About LLMs, AI and Web Scraping
Some notes on the impact of the AI and LLMs in the web scraping industry
In the latest post of The LAB series, we used a library called ScrapeGraphAI to scrape some web pages using LLMs.
The answers we obtained by the GPT models were not always good: by using GPT 3.5 Turbo, the only model that allows us to use enough tokens to parse medium-sized pages, the resulting data was plausible but not correct.
Things got better with GPT-4o, especially for some websites like TripAdvisor that, even using a minimal prompt, was parsed correctly on the first try.
Since I’m not an expert in AI, for this article I’ve asked Marco Vinciguerra, teaching assistant and ML engineer at Università degli Studi di Bergamo, for some additional comments, to understand better the pros and cons of this AI-centric approach to web scraping.
HTML parsing is only half of the job
Web scraping a page is a task that can be split into two different actions: crawling to the target page to get the HTML and parsing it. When we speak about LLMs in web scraping, we’re taking care only of the second part, the HTML parsing. Depending on the website and its countermeasures, this could be the most challenging part if there’s no anti-bot installed or the easiest one if the website is heavily protected. This means that the advantages of implementing an AI solution for HTML parsing could be more or less relevant depending on the difficulty of reaching the HTML of the target website. If we struggle to get the code, we’re spending most of our time bypassing an anti-bot and the advantage given by the parsing solution will be minimal, compared to the total time spent on the project.
For this reason, more and more companies are adding HTML parsing solutions to their existing anti-bot software, to create a unified product for both phases.
Are LLMs good enough for web scraping?
One of the main issues of web scraping is data quality, with different shades that depend on the industry. Working on a dynamic pricing algorithm requires web data to be perfect and timely, and the same happens when quantities are involved, like inventory tracking or price comparison tools.
What we have seen in some examples of the previous article is that ChatGPT in some cases could not retrieve all the data on the page, and in others hallucinated and gave wrong results.
We have seen LLMs behave greatly with a popular website like TripAdvisor, where given a minimal prompt, it returned a detailed and correct answer containing every information regarding the reviews of a place. When collecting data from an E-commerce, instead, we needed to write an elaborate prompt and rework it multiple times to get an acceptable answer.

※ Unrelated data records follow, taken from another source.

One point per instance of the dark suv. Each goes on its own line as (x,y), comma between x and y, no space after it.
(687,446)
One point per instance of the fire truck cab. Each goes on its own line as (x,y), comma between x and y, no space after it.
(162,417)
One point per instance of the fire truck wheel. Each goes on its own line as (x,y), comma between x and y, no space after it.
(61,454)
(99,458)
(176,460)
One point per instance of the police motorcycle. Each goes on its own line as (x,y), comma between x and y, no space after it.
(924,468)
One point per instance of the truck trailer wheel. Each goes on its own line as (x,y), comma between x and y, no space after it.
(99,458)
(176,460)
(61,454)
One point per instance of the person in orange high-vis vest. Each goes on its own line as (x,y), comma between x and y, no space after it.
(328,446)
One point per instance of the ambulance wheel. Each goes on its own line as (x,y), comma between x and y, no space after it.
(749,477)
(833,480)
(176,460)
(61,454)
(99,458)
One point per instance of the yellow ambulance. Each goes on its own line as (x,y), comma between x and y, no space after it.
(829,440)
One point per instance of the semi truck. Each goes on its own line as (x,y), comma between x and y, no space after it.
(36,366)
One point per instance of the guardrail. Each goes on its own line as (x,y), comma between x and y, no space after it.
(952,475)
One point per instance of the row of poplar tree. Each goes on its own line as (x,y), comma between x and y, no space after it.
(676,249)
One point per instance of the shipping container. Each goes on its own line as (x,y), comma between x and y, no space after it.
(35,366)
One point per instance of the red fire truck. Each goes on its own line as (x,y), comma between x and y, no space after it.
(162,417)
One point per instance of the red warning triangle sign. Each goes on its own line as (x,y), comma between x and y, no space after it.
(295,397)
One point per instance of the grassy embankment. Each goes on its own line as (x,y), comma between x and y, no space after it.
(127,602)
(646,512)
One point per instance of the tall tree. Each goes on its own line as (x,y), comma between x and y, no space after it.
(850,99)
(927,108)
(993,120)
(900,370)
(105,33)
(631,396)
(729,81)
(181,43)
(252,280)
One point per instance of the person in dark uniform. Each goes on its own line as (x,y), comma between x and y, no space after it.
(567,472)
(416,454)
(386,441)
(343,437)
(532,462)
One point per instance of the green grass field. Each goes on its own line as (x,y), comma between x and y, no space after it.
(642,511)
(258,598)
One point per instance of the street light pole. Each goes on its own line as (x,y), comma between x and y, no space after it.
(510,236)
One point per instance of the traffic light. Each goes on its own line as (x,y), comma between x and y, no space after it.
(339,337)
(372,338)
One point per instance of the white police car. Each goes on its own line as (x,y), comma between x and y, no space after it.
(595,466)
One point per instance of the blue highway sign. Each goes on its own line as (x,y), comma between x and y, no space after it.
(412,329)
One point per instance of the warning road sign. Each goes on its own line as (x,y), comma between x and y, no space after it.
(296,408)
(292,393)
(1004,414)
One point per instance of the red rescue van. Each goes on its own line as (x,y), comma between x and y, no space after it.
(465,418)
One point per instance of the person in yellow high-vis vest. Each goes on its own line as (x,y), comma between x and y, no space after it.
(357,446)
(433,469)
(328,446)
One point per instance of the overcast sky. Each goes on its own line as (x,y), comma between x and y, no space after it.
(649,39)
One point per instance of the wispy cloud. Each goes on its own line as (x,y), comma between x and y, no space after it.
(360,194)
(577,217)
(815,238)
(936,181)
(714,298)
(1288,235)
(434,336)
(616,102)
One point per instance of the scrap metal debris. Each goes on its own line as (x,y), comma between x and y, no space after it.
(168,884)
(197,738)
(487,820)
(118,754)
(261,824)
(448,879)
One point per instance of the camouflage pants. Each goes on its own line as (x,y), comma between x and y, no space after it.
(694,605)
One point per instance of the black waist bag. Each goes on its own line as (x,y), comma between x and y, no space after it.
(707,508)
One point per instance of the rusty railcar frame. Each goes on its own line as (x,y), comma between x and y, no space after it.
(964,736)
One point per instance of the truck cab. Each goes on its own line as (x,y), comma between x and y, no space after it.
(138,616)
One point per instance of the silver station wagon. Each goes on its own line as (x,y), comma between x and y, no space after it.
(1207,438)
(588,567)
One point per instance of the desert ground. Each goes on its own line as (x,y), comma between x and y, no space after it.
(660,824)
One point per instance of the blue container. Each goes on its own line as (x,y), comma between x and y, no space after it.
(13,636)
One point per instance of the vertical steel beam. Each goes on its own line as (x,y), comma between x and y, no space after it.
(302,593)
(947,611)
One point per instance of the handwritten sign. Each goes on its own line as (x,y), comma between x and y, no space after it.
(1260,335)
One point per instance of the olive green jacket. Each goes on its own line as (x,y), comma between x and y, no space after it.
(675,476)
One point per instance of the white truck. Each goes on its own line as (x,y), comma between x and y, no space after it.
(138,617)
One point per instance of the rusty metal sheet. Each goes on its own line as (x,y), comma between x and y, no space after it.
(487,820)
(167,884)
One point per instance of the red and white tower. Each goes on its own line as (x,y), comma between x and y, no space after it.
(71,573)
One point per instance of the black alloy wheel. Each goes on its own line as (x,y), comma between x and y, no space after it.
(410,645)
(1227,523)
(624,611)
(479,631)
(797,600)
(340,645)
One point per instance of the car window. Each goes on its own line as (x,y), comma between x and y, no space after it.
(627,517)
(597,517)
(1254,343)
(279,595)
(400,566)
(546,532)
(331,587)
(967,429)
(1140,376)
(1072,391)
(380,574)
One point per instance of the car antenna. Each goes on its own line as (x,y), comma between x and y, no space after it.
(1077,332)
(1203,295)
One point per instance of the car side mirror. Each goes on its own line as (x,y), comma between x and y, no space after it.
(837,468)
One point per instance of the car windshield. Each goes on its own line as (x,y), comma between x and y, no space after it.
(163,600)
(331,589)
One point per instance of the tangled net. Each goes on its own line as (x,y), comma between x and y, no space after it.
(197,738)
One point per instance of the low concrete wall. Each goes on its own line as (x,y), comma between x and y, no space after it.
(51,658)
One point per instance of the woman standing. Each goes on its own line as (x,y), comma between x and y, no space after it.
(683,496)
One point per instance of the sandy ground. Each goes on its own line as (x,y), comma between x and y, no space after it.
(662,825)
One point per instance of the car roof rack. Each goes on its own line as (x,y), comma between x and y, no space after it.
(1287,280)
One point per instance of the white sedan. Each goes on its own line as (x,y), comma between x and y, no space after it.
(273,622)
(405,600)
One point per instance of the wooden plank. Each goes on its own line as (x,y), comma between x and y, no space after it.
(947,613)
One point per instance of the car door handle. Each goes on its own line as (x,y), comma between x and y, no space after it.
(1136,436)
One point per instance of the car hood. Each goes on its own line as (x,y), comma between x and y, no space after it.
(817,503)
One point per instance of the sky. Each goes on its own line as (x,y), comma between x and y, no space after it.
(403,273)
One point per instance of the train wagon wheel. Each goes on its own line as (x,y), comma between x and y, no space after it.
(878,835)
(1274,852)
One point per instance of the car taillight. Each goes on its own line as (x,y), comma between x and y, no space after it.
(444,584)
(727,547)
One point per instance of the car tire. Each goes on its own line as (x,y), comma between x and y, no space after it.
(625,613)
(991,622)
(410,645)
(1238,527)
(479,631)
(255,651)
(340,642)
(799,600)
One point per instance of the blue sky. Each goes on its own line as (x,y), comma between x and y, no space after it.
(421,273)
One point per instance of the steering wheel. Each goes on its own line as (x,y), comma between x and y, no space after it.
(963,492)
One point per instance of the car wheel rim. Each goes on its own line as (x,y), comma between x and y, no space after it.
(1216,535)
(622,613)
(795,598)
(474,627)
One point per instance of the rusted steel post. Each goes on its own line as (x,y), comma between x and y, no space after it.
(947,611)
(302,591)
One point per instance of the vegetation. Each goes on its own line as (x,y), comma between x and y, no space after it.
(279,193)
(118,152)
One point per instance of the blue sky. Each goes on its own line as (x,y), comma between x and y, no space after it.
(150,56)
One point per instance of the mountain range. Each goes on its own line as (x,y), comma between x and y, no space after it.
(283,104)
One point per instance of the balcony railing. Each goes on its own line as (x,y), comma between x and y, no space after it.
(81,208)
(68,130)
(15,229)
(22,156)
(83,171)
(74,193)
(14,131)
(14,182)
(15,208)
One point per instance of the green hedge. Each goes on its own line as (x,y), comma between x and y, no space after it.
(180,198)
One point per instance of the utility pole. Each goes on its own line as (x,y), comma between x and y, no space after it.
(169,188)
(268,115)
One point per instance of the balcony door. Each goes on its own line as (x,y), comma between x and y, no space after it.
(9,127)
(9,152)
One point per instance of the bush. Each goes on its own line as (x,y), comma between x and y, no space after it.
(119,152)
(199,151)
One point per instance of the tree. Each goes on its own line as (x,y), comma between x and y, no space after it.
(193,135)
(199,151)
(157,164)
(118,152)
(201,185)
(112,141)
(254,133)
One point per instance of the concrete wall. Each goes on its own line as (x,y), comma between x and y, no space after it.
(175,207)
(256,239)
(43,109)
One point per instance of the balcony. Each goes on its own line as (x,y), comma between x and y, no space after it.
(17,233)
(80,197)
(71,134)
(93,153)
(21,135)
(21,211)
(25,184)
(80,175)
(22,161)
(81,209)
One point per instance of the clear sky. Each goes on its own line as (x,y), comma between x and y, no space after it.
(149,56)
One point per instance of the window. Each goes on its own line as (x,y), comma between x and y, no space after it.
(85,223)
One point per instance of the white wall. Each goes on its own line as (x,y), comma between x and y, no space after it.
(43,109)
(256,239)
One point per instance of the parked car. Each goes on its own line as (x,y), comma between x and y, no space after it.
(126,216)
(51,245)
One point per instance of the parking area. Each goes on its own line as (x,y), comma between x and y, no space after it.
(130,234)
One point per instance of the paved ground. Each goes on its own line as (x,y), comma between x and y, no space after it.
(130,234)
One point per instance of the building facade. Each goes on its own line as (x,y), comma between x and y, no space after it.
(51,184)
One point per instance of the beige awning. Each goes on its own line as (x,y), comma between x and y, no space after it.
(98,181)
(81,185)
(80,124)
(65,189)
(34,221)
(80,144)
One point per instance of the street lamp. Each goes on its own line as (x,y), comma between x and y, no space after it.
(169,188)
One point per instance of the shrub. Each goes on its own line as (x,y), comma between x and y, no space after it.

Is this because TripAdvisor reviews were probably in the GPT models' training data? If so, is it still true that by using a generic LLM model we could scrape the whole web? Or, in the future, we’ll see models dedicated to website categories like e-commerce or social media?
I’ve had the chance to ask these questions with Marco and got some interesting insights.
First, hallucinations with GPT-4o are reduced, and we’ve seen this when we could use it also in our examples. Of course, general-purpose models like GPTs could not be as effective as those specifically designed for web scraping, which is why the ScrapeGraphAI team is working on training a new model specifically designed for it. I can’t wait for it!
How can we detect and handle errors in scraping?
LLMs bring a new challenge for data quality controls. Using traditional methods, selectors have two states: working, since they’re able to retrieve the right information, or broken when they don’t retrieve the right information or any information at all. With LLMs, instead, we can get plausible data, which seems correct at first sight but it’s now what comes from the HMTL but the model generates it.
We’ve got also a consistency issue over time: how can we know if the model is returning coherent results over time?
Last but not least, if the model returns a wrong piece of information, what can we do to select a different one?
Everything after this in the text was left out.